Senior Credit Facility. The amount the Company can borrow under its senior credit facility is limited to a borrowing base. The senior credit facility is available to be drawn on subject to limitations based on its terms and certain financial covenants, as described below. In April 2010, the Company’s senior credit facility was amended and restated, affirming the borrowing base at $850.0 million and extending the maturity date to April 15, 2014. Under the terms of the amended and restated facility, (a) the ratio of EBITDAX to interest expense plus current maturities of long-term debt has been eliminated and (b) the Company’s ability to make investments has been increased from the previous terms. In October 2010, the senior credit facility was further amended and effective with this amendment, the ratio of the secured indebtedness of the parties to the senior credit facility to EBITDAX may not exceed 2.0:1.0 at quarter end. The remaining covenants were largely unchanged from the agreement in effect prior to April 2010 and are described further below.
The senior credit facility contains various covenants that limit the ability of the Company and certain of its subsidiaries to grant certain liens; make certain loans and investments; make distributions; redeem stock; redeem or prepay debt; merge or consolidate with or into a third party; or engage in certain asset dispositions, including a sale of all or substantially all of the Company’s assets. Additionally, the senior credit facility limits the ability of the Company and certain of its subsidiaries to incur additional indebtedness with certain exceptions, including under the series of senior notes discussed below.

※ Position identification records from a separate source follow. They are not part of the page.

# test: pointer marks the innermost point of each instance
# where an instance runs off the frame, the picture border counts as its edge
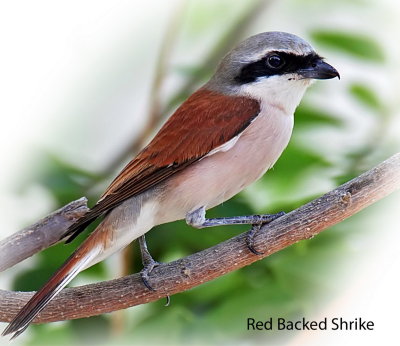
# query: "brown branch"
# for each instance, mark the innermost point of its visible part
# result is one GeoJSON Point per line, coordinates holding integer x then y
{"type": "Point", "coordinates": [170, 278]}
{"type": "Point", "coordinates": [41, 235]}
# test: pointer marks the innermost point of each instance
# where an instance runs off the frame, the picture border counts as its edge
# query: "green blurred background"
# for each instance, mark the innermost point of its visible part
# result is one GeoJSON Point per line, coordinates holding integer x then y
{"type": "Point", "coordinates": [129, 66]}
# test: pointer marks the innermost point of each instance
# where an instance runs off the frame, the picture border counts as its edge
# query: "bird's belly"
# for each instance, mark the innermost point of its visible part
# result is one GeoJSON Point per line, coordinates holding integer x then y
{"type": "Point", "coordinates": [218, 177]}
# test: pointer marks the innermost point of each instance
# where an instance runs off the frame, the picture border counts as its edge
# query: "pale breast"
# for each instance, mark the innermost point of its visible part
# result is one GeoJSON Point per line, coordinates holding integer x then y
{"type": "Point", "coordinates": [224, 173]}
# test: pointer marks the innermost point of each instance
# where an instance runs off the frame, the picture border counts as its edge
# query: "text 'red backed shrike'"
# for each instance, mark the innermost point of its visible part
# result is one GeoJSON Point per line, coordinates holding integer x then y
{"type": "Point", "coordinates": [222, 138]}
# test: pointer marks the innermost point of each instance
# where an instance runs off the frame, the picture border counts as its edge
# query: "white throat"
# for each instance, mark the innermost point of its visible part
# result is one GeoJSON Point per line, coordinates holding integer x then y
{"type": "Point", "coordinates": [282, 92]}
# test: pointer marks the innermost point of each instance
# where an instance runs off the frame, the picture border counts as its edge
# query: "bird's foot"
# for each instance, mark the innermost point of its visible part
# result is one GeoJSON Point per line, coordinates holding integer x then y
{"type": "Point", "coordinates": [145, 272]}
{"type": "Point", "coordinates": [260, 221]}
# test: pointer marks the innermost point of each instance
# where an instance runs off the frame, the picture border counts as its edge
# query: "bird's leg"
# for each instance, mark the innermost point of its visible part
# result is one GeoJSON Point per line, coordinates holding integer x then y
{"type": "Point", "coordinates": [198, 219]}
{"type": "Point", "coordinates": [148, 263]}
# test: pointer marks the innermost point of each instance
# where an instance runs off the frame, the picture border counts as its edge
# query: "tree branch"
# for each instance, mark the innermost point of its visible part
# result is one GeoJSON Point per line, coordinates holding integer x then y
{"type": "Point", "coordinates": [41, 235]}
{"type": "Point", "coordinates": [170, 278]}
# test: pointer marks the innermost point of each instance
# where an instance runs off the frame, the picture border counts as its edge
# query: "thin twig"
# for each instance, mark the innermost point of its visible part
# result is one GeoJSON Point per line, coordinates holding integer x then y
{"type": "Point", "coordinates": [171, 278]}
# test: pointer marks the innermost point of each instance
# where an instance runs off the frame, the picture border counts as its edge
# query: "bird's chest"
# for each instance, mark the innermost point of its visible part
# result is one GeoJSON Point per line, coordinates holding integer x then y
{"type": "Point", "coordinates": [227, 171]}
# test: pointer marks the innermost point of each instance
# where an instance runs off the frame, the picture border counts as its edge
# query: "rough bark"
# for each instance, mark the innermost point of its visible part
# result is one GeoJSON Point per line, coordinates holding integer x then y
{"type": "Point", "coordinates": [171, 278]}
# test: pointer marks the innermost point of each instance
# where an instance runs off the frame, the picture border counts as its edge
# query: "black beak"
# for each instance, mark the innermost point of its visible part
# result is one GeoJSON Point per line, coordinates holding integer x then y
{"type": "Point", "coordinates": [319, 69]}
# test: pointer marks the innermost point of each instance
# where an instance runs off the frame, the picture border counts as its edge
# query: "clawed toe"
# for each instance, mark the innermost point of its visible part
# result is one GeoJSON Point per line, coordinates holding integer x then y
{"type": "Point", "coordinates": [250, 239]}
{"type": "Point", "coordinates": [263, 219]}
{"type": "Point", "coordinates": [145, 273]}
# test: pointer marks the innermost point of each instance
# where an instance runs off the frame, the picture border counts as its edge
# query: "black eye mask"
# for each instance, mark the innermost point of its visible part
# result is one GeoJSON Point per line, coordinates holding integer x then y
{"type": "Point", "coordinates": [268, 66]}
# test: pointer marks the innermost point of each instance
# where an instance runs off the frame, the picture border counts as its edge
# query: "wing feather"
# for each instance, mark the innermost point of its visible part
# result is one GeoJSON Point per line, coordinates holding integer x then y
{"type": "Point", "coordinates": [205, 121]}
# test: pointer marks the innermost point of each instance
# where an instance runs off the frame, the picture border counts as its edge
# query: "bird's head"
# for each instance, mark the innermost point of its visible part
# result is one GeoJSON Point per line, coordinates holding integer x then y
{"type": "Point", "coordinates": [271, 66]}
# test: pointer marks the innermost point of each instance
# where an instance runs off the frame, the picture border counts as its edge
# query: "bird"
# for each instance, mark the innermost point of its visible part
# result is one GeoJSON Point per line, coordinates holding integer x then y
{"type": "Point", "coordinates": [224, 137]}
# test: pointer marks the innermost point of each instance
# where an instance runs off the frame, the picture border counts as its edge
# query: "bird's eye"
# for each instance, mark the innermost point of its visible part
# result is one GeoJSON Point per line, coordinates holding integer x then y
{"type": "Point", "coordinates": [275, 61]}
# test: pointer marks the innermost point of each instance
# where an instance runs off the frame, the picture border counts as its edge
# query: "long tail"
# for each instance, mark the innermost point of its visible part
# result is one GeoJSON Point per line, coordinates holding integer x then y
{"type": "Point", "coordinates": [79, 260]}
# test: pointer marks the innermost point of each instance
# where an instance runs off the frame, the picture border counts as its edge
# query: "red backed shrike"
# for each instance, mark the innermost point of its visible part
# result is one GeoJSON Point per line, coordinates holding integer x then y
{"type": "Point", "coordinates": [221, 139]}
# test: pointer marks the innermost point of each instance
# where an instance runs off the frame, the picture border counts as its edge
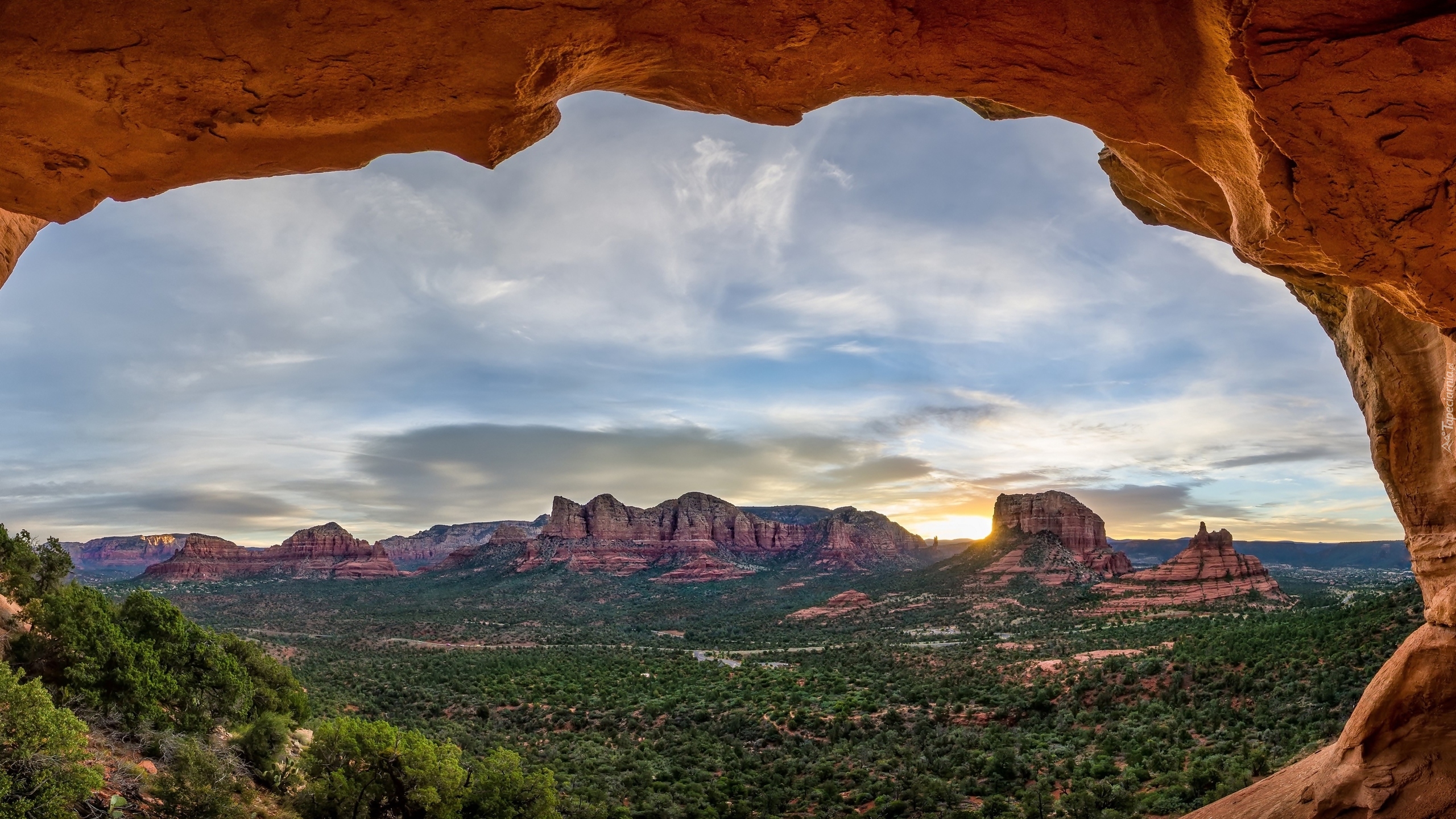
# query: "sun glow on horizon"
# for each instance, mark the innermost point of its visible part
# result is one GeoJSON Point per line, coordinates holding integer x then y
{"type": "Point", "coordinates": [974, 527]}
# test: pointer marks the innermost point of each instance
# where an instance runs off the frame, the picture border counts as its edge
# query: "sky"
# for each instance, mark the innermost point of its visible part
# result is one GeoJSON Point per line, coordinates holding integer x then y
{"type": "Point", "coordinates": [893, 305]}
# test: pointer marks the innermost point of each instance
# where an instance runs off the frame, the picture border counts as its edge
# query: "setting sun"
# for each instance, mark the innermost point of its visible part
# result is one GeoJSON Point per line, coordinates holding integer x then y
{"type": "Point", "coordinates": [956, 527]}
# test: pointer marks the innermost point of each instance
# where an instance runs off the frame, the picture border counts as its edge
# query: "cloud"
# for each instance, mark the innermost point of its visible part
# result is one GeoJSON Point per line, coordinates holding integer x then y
{"type": "Point", "coordinates": [1309, 454]}
{"type": "Point", "coordinates": [893, 305]}
{"type": "Point", "coordinates": [471, 470]}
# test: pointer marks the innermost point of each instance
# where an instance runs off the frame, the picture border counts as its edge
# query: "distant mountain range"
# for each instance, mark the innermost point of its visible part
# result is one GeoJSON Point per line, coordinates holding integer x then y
{"type": "Point", "coordinates": [1353, 554]}
{"type": "Point", "coordinates": [689, 540]}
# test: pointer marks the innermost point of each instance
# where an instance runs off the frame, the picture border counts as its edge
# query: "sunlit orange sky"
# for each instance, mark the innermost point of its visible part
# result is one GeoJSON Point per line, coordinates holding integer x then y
{"type": "Point", "coordinates": [893, 305]}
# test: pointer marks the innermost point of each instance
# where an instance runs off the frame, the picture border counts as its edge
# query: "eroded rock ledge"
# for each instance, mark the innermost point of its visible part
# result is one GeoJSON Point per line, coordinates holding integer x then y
{"type": "Point", "coordinates": [1314, 136]}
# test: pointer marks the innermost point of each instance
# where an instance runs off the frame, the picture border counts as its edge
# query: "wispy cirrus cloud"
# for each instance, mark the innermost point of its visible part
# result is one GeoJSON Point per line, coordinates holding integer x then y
{"type": "Point", "coordinates": [893, 305]}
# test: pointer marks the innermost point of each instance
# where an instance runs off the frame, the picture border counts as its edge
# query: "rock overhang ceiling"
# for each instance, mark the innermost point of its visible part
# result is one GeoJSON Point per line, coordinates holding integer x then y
{"type": "Point", "coordinates": [1315, 138]}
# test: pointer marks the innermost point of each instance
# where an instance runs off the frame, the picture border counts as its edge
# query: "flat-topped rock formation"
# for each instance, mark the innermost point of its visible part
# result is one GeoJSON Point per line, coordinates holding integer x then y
{"type": "Point", "coordinates": [1079, 530]}
{"type": "Point", "coordinates": [433, 545]}
{"type": "Point", "coordinates": [839, 605]}
{"type": "Point", "coordinates": [1207, 572]}
{"type": "Point", "coordinates": [1308, 136]}
{"type": "Point", "coordinates": [127, 554]}
{"type": "Point", "coordinates": [704, 569]}
{"type": "Point", "coordinates": [510, 534]}
{"type": "Point", "coordinates": [319, 553]}
{"type": "Point", "coordinates": [609, 537]}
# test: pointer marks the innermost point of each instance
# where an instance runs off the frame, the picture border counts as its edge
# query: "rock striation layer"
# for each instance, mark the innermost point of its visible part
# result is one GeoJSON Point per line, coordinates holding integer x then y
{"type": "Point", "coordinates": [1079, 530]}
{"type": "Point", "coordinates": [1312, 138]}
{"type": "Point", "coordinates": [1207, 572]}
{"type": "Point", "coordinates": [124, 554]}
{"type": "Point", "coordinates": [321, 553]}
{"type": "Point", "coordinates": [839, 605]}
{"type": "Point", "coordinates": [609, 537]}
{"type": "Point", "coordinates": [433, 545]}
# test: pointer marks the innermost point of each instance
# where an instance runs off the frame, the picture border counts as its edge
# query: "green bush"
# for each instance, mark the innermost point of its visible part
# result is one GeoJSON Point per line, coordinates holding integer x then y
{"type": "Point", "coordinates": [43, 752]}
{"type": "Point", "coordinates": [196, 784]}
{"type": "Point", "coordinates": [500, 789]}
{"type": "Point", "coordinates": [372, 770]}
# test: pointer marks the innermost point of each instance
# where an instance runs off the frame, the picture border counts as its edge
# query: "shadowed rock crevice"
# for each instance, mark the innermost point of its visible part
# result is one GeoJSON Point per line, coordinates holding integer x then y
{"type": "Point", "coordinates": [1314, 138]}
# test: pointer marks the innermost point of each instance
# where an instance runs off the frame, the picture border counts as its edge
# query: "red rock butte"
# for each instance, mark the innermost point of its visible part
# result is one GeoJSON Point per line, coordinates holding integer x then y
{"type": "Point", "coordinates": [704, 538]}
{"type": "Point", "coordinates": [1207, 572]}
{"type": "Point", "coordinates": [1081, 531]}
{"type": "Point", "coordinates": [318, 553]}
{"type": "Point", "coordinates": [1312, 136]}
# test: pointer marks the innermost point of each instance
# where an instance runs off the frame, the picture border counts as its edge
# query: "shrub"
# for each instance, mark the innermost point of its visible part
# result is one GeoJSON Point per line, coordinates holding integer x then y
{"type": "Point", "coordinates": [43, 751]}
{"type": "Point", "coordinates": [500, 789]}
{"type": "Point", "coordinates": [196, 784]}
{"type": "Point", "coordinates": [264, 742]}
{"type": "Point", "coordinates": [372, 770]}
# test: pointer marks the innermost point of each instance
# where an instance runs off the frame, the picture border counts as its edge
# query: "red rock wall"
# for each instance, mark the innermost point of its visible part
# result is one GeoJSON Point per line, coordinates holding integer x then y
{"type": "Point", "coordinates": [1206, 572]}
{"type": "Point", "coordinates": [1079, 530]}
{"type": "Point", "coordinates": [136, 551]}
{"type": "Point", "coordinates": [607, 535]}
{"type": "Point", "coordinates": [1311, 136]}
{"type": "Point", "coordinates": [319, 553]}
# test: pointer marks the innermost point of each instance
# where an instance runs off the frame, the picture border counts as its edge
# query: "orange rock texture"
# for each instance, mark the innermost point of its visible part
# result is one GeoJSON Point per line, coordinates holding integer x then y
{"type": "Point", "coordinates": [1314, 136]}
{"type": "Point", "coordinates": [436, 544]}
{"type": "Point", "coordinates": [1207, 572]}
{"type": "Point", "coordinates": [842, 604]}
{"type": "Point", "coordinates": [136, 551]}
{"type": "Point", "coordinates": [321, 553]}
{"type": "Point", "coordinates": [713, 535]}
{"type": "Point", "coordinates": [1079, 530]}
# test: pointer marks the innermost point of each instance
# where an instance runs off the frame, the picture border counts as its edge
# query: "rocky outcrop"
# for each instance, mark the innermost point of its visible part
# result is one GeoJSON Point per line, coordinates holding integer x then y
{"type": "Point", "coordinates": [839, 605]}
{"type": "Point", "coordinates": [609, 537]}
{"type": "Point", "coordinates": [510, 534]}
{"type": "Point", "coordinates": [124, 554]}
{"type": "Point", "coordinates": [792, 514]}
{"type": "Point", "coordinates": [321, 553]}
{"type": "Point", "coordinates": [435, 544]}
{"type": "Point", "coordinates": [704, 569]}
{"type": "Point", "coordinates": [1207, 572]}
{"type": "Point", "coordinates": [1308, 136]}
{"type": "Point", "coordinates": [1079, 530]}
{"type": "Point", "coordinates": [1041, 557]}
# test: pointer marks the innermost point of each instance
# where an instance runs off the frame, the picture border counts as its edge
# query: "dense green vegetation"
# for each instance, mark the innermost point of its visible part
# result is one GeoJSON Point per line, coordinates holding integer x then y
{"type": "Point", "coordinates": [906, 729]}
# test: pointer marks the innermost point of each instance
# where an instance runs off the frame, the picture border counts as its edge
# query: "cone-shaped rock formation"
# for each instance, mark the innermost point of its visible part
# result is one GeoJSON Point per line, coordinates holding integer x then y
{"type": "Point", "coordinates": [1075, 530]}
{"type": "Point", "coordinates": [1207, 572]}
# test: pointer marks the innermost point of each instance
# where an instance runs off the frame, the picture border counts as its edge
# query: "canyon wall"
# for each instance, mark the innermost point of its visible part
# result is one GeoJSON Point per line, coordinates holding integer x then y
{"type": "Point", "coordinates": [435, 544]}
{"type": "Point", "coordinates": [1207, 572]}
{"type": "Point", "coordinates": [1311, 136]}
{"type": "Point", "coordinates": [321, 553]}
{"type": "Point", "coordinates": [718, 540]}
{"type": "Point", "coordinates": [1079, 530]}
{"type": "Point", "coordinates": [124, 553]}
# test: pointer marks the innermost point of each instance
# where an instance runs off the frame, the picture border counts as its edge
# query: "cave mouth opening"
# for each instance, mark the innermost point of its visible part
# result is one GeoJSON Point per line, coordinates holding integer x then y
{"type": "Point", "coordinates": [893, 304]}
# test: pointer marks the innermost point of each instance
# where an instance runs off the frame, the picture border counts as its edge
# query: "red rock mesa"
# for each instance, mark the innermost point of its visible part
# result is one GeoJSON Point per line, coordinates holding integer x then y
{"type": "Point", "coordinates": [1207, 572]}
{"type": "Point", "coordinates": [610, 537]}
{"type": "Point", "coordinates": [1311, 136]}
{"type": "Point", "coordinates": [842, 604]}
{"type": "Point", "coordinates": [319, 553]}
{"type": "Point", "coordinates": [1066, 544]}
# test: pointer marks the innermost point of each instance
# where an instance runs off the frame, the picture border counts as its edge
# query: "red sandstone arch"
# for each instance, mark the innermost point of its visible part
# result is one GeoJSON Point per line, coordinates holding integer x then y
{"type": "Point", "coordinates": [1317, 138]}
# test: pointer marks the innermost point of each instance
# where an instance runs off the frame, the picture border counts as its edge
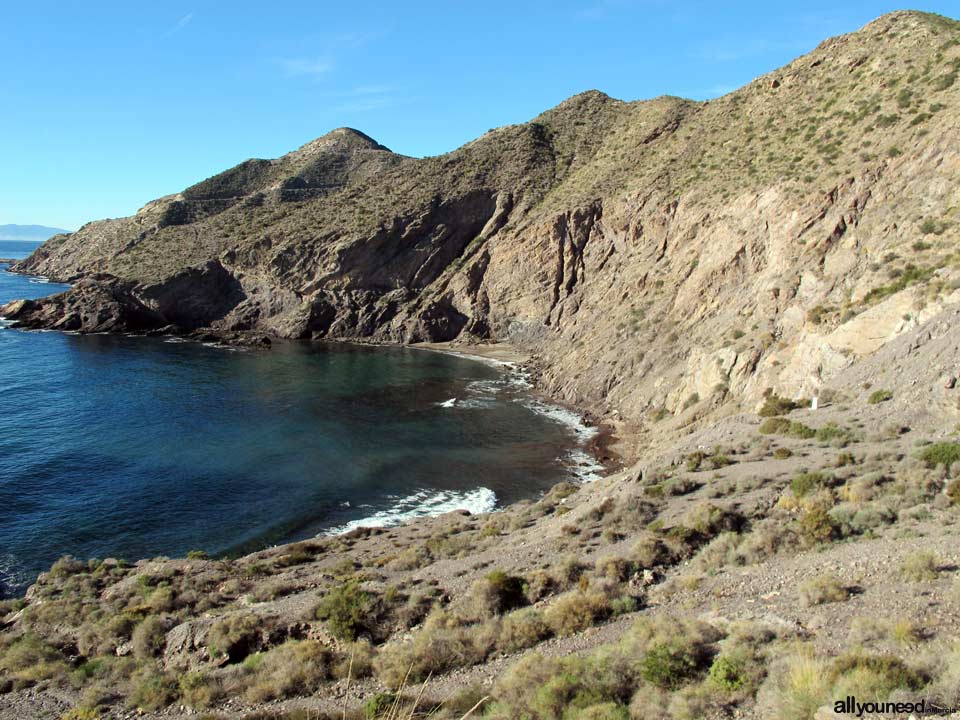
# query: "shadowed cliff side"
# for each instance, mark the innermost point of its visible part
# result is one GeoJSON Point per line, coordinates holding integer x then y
{"type": "Point", "coordinates": [665, 260]}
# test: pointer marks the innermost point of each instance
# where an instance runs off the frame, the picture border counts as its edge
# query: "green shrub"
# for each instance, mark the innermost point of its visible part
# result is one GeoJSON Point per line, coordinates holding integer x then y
{"type": "Point", "coordinates": [695, 460]}
{"type": "Point", "coordinates": [727, 673]}
{"type": "Point", "coordinates": [81, 713]}
{"type": "Point", "coordinates": [198, 690]}
{"type": "Point", "coordinates": [816, 526]}
{"type": "Point", "coordinates": [379, 705]}
{"type": "Point", "coordinates": [806, 483]}
{"type": "Point", "coordinates": [799, 430]}
{"type": "Point", "coordinates": [945, 453]}
{"type": "Point", "coordinates": [345, 609]}
{"type": "Point", "coordinates": [669, 665]}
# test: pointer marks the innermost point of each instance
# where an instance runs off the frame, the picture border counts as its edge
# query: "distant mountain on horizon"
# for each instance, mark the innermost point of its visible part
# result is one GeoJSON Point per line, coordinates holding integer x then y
{"type": "Point", "coordinates": [28, 233]}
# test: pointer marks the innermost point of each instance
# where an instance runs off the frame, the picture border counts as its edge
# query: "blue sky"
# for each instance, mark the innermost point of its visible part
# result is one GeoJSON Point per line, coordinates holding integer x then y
{"type": "Point", "coordinates": [105, 105]}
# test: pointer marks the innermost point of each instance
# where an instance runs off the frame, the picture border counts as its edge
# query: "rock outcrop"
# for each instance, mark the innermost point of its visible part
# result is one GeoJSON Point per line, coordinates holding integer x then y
{"type": "Point", "coordinates": [663, 257]}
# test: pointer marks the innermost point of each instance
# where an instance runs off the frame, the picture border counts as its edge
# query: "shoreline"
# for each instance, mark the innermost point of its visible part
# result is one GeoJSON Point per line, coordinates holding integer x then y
{"type": "Point", "coordinates": [589, 458]}
{"type": "Point", "coordinates": [599, 446]}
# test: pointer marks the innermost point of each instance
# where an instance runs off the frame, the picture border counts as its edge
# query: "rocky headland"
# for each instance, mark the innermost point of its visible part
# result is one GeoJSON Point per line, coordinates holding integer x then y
{"type": "Point", "coordinates": [695, 275]}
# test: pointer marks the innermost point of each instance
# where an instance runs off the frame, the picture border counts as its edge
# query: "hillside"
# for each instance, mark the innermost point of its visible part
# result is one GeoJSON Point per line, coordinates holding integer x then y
{"type": "Point", "coordinates": [28, 233]}
{"type": "Point", "coordinates": [674, 268]}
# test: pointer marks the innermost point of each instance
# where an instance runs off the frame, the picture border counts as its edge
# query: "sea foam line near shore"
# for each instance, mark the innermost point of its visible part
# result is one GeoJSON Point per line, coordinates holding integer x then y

As of September 30, 2010, the senior credit facility contained financial covenants, including maintaining agreed levels for the (i) ratio of total funded debt to EBITDAX, which may not exceed 4.5:1.0 at each quarter end calculated using the last four completed fiscal quarters (adjusted for annualized amounts of the post-acquisition results of operations of newly acquired properties/entities) and (ii) ratio of current assets to current liabilities, which must be at least 1.0:1.0 at quarter end. In the current ratio calculation (as defined in the senior credit facility), any amounts available to be drawn under the senior credit facility are included in current assets, and unrealized assets and liabilities resulting from mark-to-market adjustments on the Company’s derivative contracts are disregarded. As of and for the three and nine-month periods ended September 30, 2010, the Company was in compliance with all of the financial covenants under the senior credit facility.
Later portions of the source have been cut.